Sto lat Pani Józefy Trzepli
Życzenia z tej okazji jubilatce złożyli burmistrz Leszek Michalak oraz Beata Nejman kierownik Urzędu Stanu Cywilnego w Żarowie.
- Dla człowieka, któremu jest dane przeżyć sto lat to czas, który pozwala na zebranie nieprawdopodobnej mądrości i doświadczenia. Długie życie jest skarbnicą dla młodszych pokoleń. A wiedza nabywana z każdym kolejnym dniem, to wartość nie do przecenienia. Z okazji setnych urodzin życzę Pani dalszych długich lat życia w zdrowiu, szczęściu, radości, spędzonych w otoczeniu najbliższych, rodziny i życzliwych przyjaciół – składał życzenia burmistrz Leszek Michalak.

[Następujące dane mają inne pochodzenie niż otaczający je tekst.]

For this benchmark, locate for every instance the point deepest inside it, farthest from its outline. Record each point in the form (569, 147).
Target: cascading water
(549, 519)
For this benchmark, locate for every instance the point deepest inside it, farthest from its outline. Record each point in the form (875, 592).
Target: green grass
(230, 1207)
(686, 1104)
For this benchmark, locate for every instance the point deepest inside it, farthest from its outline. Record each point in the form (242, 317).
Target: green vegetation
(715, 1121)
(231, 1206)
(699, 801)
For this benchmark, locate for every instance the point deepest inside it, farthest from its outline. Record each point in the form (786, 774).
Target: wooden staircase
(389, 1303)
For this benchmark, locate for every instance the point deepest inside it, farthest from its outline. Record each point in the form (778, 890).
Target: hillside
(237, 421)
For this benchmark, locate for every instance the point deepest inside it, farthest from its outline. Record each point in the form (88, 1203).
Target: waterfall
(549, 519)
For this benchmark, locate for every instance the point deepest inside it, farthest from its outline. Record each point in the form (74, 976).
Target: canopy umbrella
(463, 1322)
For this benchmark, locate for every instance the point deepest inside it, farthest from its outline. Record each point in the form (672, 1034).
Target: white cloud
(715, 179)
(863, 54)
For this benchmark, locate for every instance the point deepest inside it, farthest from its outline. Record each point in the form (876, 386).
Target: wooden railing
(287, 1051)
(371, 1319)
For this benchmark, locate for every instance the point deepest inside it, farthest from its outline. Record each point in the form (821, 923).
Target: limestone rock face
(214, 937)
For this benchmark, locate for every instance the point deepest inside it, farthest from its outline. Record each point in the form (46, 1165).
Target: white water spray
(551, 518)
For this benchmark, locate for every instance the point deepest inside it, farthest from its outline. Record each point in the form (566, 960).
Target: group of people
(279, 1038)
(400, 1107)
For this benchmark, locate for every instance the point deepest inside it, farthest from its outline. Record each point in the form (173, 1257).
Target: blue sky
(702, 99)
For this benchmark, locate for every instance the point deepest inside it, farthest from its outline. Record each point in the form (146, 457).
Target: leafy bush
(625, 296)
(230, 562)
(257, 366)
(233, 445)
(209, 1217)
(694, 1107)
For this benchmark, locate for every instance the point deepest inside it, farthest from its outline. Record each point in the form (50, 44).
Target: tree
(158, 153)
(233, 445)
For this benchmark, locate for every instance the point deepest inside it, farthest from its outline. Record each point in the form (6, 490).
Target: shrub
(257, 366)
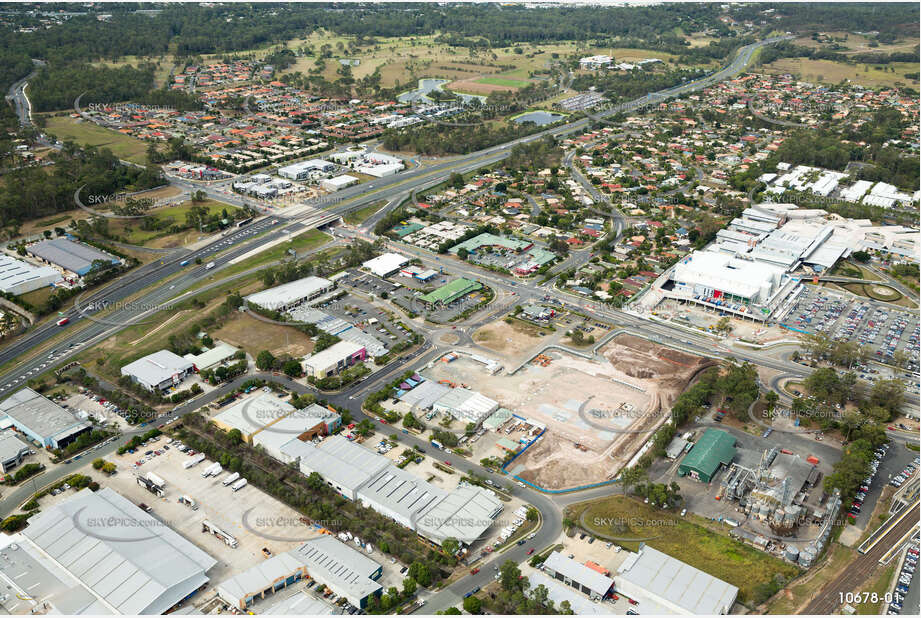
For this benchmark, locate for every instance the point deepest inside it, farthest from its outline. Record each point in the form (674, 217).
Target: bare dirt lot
(598, 412)
(245, 331)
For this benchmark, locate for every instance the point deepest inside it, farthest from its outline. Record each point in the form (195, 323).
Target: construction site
(598, 409)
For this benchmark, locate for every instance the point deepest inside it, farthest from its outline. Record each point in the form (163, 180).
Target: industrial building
(714, 449)
(332, 360)
(209, 359)
(159, 371)
(386, 264)
(40, 419)
(69, 256)
(18, 277)
(338, 182)
(357, 473)
(304, 169)
(450, 292)
(292, 294)
(251, 415)
(312, 422)
(744, 287)
(575, 574)
(661, 584)
(466, 405)
(133, 564)
(343, 569)
(12, 452)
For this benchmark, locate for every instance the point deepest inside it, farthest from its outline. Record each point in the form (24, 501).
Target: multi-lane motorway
(155, 284)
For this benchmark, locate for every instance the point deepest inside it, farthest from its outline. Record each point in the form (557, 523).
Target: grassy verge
(89, 134)
(836, 560)
(752, 571)
(357, 217)
(879, 585)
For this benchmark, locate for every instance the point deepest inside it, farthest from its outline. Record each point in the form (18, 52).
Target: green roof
(491, 240)
(715, 447)
(450, 292)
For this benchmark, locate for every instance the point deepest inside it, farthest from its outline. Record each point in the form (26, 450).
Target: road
(851, 580)
(157, 283)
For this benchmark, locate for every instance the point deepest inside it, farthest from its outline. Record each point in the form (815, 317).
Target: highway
(155, 284)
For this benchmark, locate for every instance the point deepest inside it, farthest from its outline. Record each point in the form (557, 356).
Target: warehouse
(134, 565)
(334, 359)
(714, 449)
(42, 420)
(311, 422)
(589, 581)
(343, 569)
(69, 256)
(450, 292)
(209, 359)
(12, 452)
(159, 371)
(466, 405)
(663, 585)
(253, 414)
(304, 169)
(18, 277)
(337, 183)
(386, 264)
(289, 295)
(357, 473)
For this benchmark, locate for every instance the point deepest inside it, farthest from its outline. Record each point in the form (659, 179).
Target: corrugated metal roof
(677, 585)
(577, 572)
(129, 559)
(41, 415)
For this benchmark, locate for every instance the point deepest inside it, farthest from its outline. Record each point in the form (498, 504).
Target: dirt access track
(609, 406)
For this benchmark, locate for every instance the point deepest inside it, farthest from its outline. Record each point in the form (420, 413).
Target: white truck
(194, 461)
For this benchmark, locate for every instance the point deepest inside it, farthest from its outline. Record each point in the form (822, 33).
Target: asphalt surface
(82, 331)
(829, 597)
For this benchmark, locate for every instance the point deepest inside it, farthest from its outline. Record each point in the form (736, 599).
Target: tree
(265, 360)
(630, 477)
(472, 605)
(450, 546)
(292, 368)
(771, 398)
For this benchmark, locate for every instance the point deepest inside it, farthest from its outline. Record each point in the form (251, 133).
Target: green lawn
(504, 81)
(134, 235)
(357, 217)
(741, 565)
(88, 134)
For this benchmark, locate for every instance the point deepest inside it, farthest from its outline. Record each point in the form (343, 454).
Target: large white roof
(282, 295)
(675, 584)
(598, 583)
(386, 263)
(157, 367)
(131, 561)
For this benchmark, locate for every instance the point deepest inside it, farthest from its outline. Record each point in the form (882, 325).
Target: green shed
(715, 448)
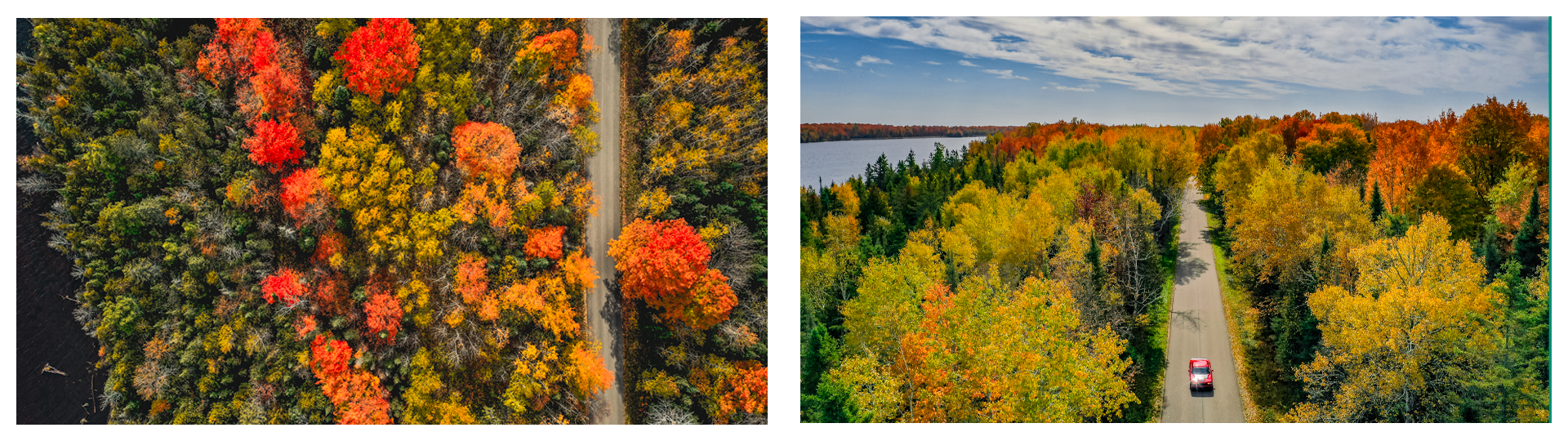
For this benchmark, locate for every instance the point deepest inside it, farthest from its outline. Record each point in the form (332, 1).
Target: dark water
(840, 160)
(44, 328)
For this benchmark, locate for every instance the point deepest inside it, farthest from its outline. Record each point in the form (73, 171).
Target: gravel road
(604, 311)
(1196, 328)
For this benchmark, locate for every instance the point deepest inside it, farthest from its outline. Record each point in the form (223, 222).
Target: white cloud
(821, 66)
(1004, 74)
(1239, 57)
(867, 59)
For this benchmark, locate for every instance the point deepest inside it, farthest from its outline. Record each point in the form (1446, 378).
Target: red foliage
(383, 314)
(283, 286)
(470, 278)
(666, 264)
(234, 51)
(274, 143)
(485, 149)
(356, 393)
(545, 242)
(305, 197)
(276, 80)
(380, 57)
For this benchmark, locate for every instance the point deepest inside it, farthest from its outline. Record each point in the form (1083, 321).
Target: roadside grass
(1264, 398)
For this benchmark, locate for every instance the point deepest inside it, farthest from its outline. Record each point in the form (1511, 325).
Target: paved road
(1196, 330)
(604, 172)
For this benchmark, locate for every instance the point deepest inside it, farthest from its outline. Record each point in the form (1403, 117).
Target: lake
(840, 160)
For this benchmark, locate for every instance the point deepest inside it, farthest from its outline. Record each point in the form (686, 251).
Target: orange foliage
(666, 264)
(587, 369)
(380, 57)
(383, 313)
(545, 242)
(485, 149)
(579, 270)
(748, 388)
(470, 278)
(305, 327)
(234, 51)
(305, 197)
(283, 286)
(557, 316)
(358, 394)
(327, 247)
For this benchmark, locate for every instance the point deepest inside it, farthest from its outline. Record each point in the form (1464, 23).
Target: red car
(1201, 374)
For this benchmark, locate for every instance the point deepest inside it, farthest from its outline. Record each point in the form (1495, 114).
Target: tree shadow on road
(1189, 267)
(1187, 319)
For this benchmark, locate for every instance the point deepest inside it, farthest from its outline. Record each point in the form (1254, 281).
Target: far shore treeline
(844, 132)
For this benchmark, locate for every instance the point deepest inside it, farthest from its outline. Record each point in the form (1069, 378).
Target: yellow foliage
(1419, 306)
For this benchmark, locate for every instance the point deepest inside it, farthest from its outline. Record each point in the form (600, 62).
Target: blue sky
(1010, 71)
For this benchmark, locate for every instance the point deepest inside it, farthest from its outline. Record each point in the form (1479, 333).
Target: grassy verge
(1241, 319)
(1148, 349)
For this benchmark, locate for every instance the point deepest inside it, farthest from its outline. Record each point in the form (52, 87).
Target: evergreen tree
(1377, 203)
(1491, 256)
(819, 355)
(1528, 245)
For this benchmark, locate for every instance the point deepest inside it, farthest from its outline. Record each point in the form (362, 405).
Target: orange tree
(666, 264)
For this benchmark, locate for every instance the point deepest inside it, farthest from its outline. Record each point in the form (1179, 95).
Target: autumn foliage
(305, 197)
(485, 149)
(748, 388)
(283, 286)
(356, 393)
(234, 51)
(383, 313)
(274, 145)
(380, 57)
(545, 242)
(666, 264)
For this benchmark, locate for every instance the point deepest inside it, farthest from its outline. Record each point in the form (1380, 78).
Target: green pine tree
(1526, 243)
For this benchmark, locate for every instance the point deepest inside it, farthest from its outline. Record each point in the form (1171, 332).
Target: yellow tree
(1419, 318)
(371, 182)
(1286, 214)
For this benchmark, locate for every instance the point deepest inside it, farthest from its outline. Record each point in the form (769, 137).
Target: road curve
(604, 172)
(1196, 328)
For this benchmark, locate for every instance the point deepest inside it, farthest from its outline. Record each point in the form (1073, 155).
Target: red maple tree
(380, 57)
(485, 149)
(383, 313)
(306, 197)
(274, 145)
(358, 394)
(666, 264)
(233, 52)
(748, 390)
(283, 286)
(545, 242)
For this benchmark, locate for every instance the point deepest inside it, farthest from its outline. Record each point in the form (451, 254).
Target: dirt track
(1196, 330)
(604, 311)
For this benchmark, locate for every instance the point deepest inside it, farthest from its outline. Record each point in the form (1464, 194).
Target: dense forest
(1387, 270)
(337, 220)
(844, 132)
(697, 189)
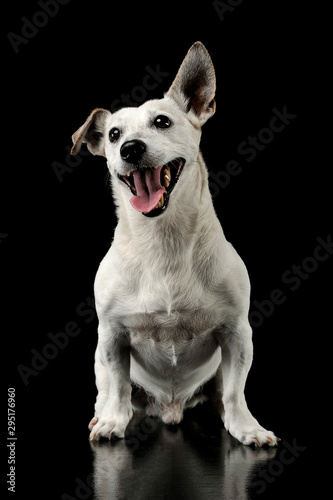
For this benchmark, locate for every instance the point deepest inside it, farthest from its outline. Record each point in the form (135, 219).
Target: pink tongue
(148, 188)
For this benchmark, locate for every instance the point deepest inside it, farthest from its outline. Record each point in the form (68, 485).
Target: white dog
(172, 295)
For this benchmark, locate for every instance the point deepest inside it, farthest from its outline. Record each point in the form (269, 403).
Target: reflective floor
(193, 461)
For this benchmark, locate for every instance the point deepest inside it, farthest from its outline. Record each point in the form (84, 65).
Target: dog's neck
(183, 224)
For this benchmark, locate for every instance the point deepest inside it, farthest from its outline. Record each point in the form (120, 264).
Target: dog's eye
(114, 134)
(162, 121)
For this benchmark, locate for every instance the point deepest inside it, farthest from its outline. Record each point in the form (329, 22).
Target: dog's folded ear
(92, 132)
(194, 86)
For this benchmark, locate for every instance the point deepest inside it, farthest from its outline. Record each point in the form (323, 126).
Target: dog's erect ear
(195, 84)
(92, 132)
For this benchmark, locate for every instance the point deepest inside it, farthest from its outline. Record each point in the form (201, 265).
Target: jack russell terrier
(172, 294)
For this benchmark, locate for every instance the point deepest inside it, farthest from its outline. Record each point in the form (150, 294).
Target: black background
(54, 234)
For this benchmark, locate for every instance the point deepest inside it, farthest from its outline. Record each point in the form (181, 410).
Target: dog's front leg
(237, 352)
(113, 409)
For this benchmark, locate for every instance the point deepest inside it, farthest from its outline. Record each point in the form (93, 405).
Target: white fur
(172, 295)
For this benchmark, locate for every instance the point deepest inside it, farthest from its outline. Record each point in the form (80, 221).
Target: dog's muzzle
(151, 187)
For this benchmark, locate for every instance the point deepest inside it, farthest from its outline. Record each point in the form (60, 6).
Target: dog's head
(152, 147)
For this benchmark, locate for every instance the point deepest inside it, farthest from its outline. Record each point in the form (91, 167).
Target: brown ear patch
(91, 132)
(195, 83)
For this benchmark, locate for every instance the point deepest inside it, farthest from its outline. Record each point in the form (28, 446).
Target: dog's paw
(256, 436)
(244, 427)
(108, 425)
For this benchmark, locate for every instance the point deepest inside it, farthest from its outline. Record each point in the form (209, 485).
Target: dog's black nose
(132, 151)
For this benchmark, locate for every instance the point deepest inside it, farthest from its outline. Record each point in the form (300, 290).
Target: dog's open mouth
(151, 187)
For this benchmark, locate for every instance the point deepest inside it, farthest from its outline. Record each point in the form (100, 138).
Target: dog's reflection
(194, 460)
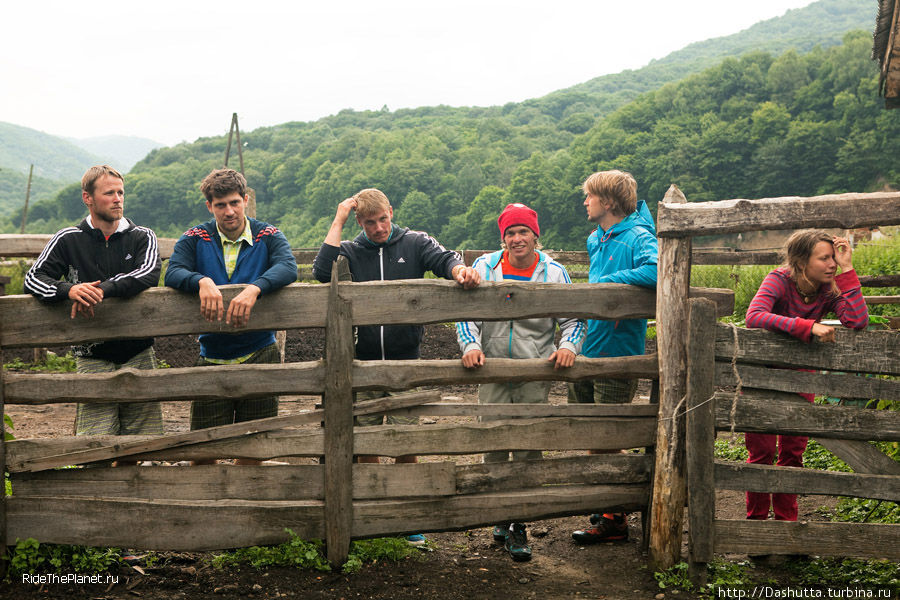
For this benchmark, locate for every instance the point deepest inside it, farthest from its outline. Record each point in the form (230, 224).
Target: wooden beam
(164, 311)
(856, 351)
(197, 525)
(669, 484)
(797, 480)
(701, 430)
(749, 257)
(840, 385)
(843, 211)
(529, 411)
(307, 482)
(766, 411)
(246, 429)
(338, 403)
(247, 381)
(862, 540)
(393, 440)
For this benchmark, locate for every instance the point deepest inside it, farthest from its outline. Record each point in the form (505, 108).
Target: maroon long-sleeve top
(778, 306)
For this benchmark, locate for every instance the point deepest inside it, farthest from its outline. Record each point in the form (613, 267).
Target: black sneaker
(603, 529)
(500, 533)
(517, 543)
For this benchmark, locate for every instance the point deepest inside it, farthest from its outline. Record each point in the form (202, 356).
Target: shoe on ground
(604, 528)
(500, 533)
(517, 543)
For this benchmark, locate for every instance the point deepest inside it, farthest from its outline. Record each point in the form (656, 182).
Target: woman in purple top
(793, 299)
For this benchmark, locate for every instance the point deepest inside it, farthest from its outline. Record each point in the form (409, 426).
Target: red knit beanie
(518, 214)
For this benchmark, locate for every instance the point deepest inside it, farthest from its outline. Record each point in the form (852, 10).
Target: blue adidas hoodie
(626, 253)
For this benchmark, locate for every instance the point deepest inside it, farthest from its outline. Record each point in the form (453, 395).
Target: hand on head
(843, 253)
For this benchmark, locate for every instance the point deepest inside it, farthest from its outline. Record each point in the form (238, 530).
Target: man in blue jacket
(622, 249)
(231, 248)
(384, 251)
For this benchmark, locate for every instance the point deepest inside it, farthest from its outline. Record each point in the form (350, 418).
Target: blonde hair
(798, 250)
(370, 201)
(89, 179)
(618, 186)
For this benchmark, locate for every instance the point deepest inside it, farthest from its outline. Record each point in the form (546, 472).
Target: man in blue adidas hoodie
(231, 248)
(622, 249)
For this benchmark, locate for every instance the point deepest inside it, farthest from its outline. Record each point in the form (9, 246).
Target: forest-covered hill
(761, 125)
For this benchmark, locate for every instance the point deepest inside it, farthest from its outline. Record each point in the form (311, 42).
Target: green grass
(303, 554)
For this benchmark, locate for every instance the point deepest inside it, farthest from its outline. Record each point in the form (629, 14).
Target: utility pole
(234, 129)
(27, 196)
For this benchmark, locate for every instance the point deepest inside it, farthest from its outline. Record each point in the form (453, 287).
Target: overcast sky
(173, 71)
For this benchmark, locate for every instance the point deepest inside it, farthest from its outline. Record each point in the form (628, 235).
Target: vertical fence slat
(338, 400)
(669, 491)
(701, 432)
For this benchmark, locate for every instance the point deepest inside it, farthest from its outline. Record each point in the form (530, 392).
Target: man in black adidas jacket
(105, 256)
(383, 251)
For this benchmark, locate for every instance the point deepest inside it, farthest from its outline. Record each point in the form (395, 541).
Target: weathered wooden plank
(388, 440)
(862, 457)
(587, 470)
(338, 403)
(306, 482)
(856, 351)
(842, 211)
(237, 482)
(796, 480)
(163, 311)
(186, 383)
(765, 411)
(880, 280)
(863, 540)
(529, 411)
(669, 485)
(700, 430)
(241, 381)
(840, 385)
(118, 449)
(748, 257)
(197, 525)
(882, 299)
(405, 374)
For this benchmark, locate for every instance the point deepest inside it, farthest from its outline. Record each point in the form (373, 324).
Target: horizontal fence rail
(845, 211)
(162, 311)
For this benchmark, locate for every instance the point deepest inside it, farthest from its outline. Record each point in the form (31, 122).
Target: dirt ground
(459, 565)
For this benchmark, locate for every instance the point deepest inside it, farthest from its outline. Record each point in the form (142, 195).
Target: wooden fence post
(669, 487)
(701, 434)
(338, 406)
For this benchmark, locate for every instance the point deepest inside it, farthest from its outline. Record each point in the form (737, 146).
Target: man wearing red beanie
(519, 260)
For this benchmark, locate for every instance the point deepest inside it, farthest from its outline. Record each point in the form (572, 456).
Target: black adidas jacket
(125, 264)
(406, 255)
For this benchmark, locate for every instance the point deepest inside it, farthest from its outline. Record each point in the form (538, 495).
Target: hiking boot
(500, 533)
(605, 528)
(517, 543)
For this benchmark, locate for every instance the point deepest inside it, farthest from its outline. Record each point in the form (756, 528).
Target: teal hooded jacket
(626, 253)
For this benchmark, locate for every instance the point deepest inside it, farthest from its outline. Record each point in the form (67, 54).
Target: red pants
(761, 447)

Pani Józefa urodziła się 4 marca 1921r. w miejscowości Zabierzów Bocheński koło Niepołomic. Jako młoda dziewczyna uczęszczała do Szkoły Podstawowej w Zabierzowie, ale działania wojenne przerwały naukę. Przebywając w tym czasie z siostrą w Krakowie zostały schwytane w łapance i wywiezione w głąb Niemiec do miejscowości Bad Harzburg, gdzie zostały skierowane do pracy jako pomoc kuchenna w sanatorium. Po dwóch latach pobytu, dzięki pomocy miejscowym Niemcom uciekły do swoich rodziców w Polsce, gdzie się ukrywały. W Krakowie, podczas odwiedzin u ojca, zostały aresztowane na dworcu i osadzone w więzieniu. Po wyzwoleniu Krakowa przez wojska radzieckie zostały zwolnione i wróciły do domu w Zabierzowie. Tam też pani Józefa poznała swojego przyszłego męża. Po ślubie małżonkowie wyjechali na ziemie odzyskane, najpierw do Jawornika, a następnie do Imbramowic. Doczekali się dwóch córek i syna. A ze związku swoich dzieci pani Józefa doczekała się sześciu wnuków, dwunastu prawnuków oraz dwie praprawnuczki.
Pani Józefa była także członkinią Koła Gospodyń Wiejskich w Imbramowicach. Teraz chętnie ogląda telewizję, wszystkie wiadomości i jest na bieżąco, czyta książki i gazety.
Jaka jest jej recepta na długowieczność? Odpowiada, że wsparcie i wspaniała opieka najbliższej rodziny.